Onaylanma arzusu ve beklentisi öyle sıkıntılı bir durum ki, bir yerden sonra onaylanmasını isteyeceğimiz her türlü davranış ya da durumu yapmadan önce artık kısıtlama haline dönüşüyor bu beklenti. Yani artık “acaba onaylanır mı” dürtüsü gelişiyor. Ve bu maalesef zihnimizin işleyiş biçiminde dönüşüyor, yerleşiyor.
Bir zaman önce onaylanma dürtüm yüzünden ya “acaba onaylanır mı” kaygım ya da “onaylanayım” diye fazladan çabam olduğunu görmüştüm. Ardından bu durumun zihnimi ele geçirdiğini fark edince kendi ruhumu kadı yapıp, zihnime oturttum. Tek onay merciini ruhum yaptım anlayacağınız.

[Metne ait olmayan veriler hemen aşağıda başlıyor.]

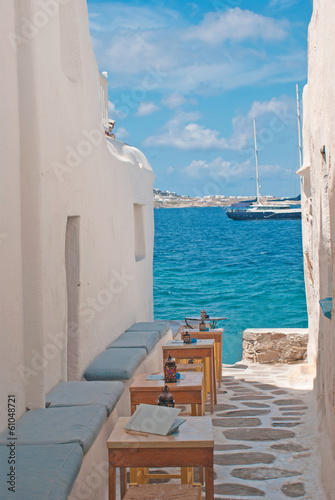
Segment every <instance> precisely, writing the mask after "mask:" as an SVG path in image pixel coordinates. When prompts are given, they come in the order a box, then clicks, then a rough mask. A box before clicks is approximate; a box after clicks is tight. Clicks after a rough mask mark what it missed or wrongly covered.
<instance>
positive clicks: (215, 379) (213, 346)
mask: <svg viewBox="0 0 335 500" xmlns="http://www.w3.org/2000/svg"><path fill="white" fill-rule="evenodd" d="M212 370H213V387H214V403H215V404H217V402H218V398H217V393H216V374H215V358H214V346H213V351H212Z"/></svg>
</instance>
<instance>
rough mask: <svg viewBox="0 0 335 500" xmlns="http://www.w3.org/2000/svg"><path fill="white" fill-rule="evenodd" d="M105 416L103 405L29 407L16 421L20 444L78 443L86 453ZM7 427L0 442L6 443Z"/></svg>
mask: <svg viewBox="0 0 335 500" xmlns="http://www.w3.org/2000/svg"><path fill="white" fill-rule="evenodd" d="M106 419H107V411H106V408H105V406H101V405H90V406H71V407H67V408H65V407H62V408H43V409H35V410H30V411H28V412H27V413H25V414H24V415H23V417H21V418H20V419H19V420H18V421H17V424H16V430H15V435H16V437H17V441H18V443H20V444H25V445H28V444H63V443H79V444H80V445H81V447H82V448H83V452H84V454H85V453H87V452H88V450H89V449H90V447H91V446H92V444H93V443H94V441H95V439H96V438H97V436H98V434H99V432H100V430H101V428H102V426H103V425H104V423H105V421H106ZM7 437H10V436H9V435H8V430H5V431H4V432H2V433H1V434H0V444H6V443H7V442H8V440H7Z"/></svg>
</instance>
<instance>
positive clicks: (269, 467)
mask: <svg viewBox="0 0 335 500" xmlns="http://www.w3.org/2000/svg"><path fill="white" fill-rule="evenodd" d="M231 475H232V476H233V477H238V478H239V479H249V480H251V481H265V480H267V479H278V478H281V477H293V476H301V472H298V471H294V470H285V469H278V468H277V467H254V468H249V467H247V468H244V469H234V470H233V471H232V472H231Z"/></svg>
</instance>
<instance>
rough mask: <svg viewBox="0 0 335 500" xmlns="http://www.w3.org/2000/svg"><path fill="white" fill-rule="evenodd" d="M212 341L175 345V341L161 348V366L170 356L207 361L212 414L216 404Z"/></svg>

Zaten böyle olması gerekmez mi? Yapmak istediğimiz bir şeyi, giymek istediğimiz, söylemek istediğimiz bir şeyi, sevmek istediğimiz bir insanı ya da gitmek istediğimiz bir yeri neden biz ölçüp tartamayalım ki? İsteyip istemediğimize, doğru olup olmadığına neden bir başkası karar versin üstelik! Kimin doğrusu ya da kimin düşüncesi anayasa gibi etkili olabilir normal yaşantımızda ve bizim ruhumuzun üzerinde.

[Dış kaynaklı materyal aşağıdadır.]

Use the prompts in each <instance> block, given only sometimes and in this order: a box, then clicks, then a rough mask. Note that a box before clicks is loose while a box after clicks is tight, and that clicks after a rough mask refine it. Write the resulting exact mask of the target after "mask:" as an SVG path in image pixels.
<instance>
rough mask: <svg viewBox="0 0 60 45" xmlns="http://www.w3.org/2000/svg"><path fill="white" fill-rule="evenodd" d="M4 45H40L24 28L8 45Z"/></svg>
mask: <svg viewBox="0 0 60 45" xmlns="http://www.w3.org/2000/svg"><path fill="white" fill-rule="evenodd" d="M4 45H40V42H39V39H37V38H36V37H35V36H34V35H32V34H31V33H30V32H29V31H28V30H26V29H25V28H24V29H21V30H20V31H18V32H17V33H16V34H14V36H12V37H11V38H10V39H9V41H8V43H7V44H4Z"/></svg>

İnsanın kendini kendine akıl etmesi büyük bir özgürlükmüş. Ne istiyorum, ne hayal ediyorum ya da ne düşünüyorum, hepsinin sorusu benden bana ve cevabı benden bana… İşte bu yüzde, sonra bir baktım ki “özgürüm”, olabildiğince ve en delice.
Herkesin her konuda fikri farklıdır. Sen sarıyı seversin ben siyahı, sen esmer seversin ben kumral, sen dar giyersin ben bol, sen oturmayı seversin ben dans etmeyi, sen gülmeyi ben susmayı belki, ne bileyim. Şimdi hoşlandığın adamın doğru olup olmadığını ben mi söyleyeyim, ya da neden sarıyı sevdiğin için giymek yerine, “sarı çok cırtlak bir renk” diyecekler diye giyemesin mesela?

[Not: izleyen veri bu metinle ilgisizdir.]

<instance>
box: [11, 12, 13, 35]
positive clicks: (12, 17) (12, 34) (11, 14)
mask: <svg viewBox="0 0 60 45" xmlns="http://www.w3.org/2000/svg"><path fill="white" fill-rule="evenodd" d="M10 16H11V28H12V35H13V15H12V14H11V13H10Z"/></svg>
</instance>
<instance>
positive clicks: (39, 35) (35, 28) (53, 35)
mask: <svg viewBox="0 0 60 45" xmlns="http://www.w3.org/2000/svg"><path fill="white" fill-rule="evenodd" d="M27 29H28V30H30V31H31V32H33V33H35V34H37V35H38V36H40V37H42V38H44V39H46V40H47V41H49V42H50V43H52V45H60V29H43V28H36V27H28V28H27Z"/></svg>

Kimse kimseden üstün değil yaşamın kendisi konusunda. Tecrübe farkı olabilir, gelişmiş zevk farkı olabilir, yaş farkı olabilir, hepsi mümkün ve fikir almak doğaldır ama kendinle ilgili içinden gelen arzuların önüne başkalarının onaylarını koyma. Çünkü bir yerden sonra o onay beklentisi yüzünden başkalarının gözünden kendine bakmaya başlayacak, başkaları gibi durup kendini eleştirecek ve kısıtlayacaksın. Hatta kimse eleştirmeyecek bile olsa, en kötü varsayımlar üzerine kendine sürekli dışarıdan bakan ve kısıtlayan saçma bir hal içine gireceksin. Bir de sen yargılamaya kendini açtıkça onay beklerken yargılanacaksın.
Hiç gerek yok. İnsanın kendi arzuları ve yaşam şekli için tek onay mercii kendisi. Hatta daha önemlisi zaten insanın tek kılavuzu kendi ruhu olmalı, değil mi? İçindeki arzuları duymalı, ölçüp tartmalı ve arzusu devam edip içine siniyorsa ya da çok istiyorsa yani ruhu onayladıysa onu yapmalı.
Bir yerden sonra özgür ruhun her şeyinden daha göz alıcı hal alıp, sırf bu yönünle sana gıpta ile bakılacak. Al sana en büyük haz, en büyük onay.
Kimsenin senin üzerine onay yetkisi olmasın; anlayacağın hayatının davacısı sen, hakimi sen, hükmü sen.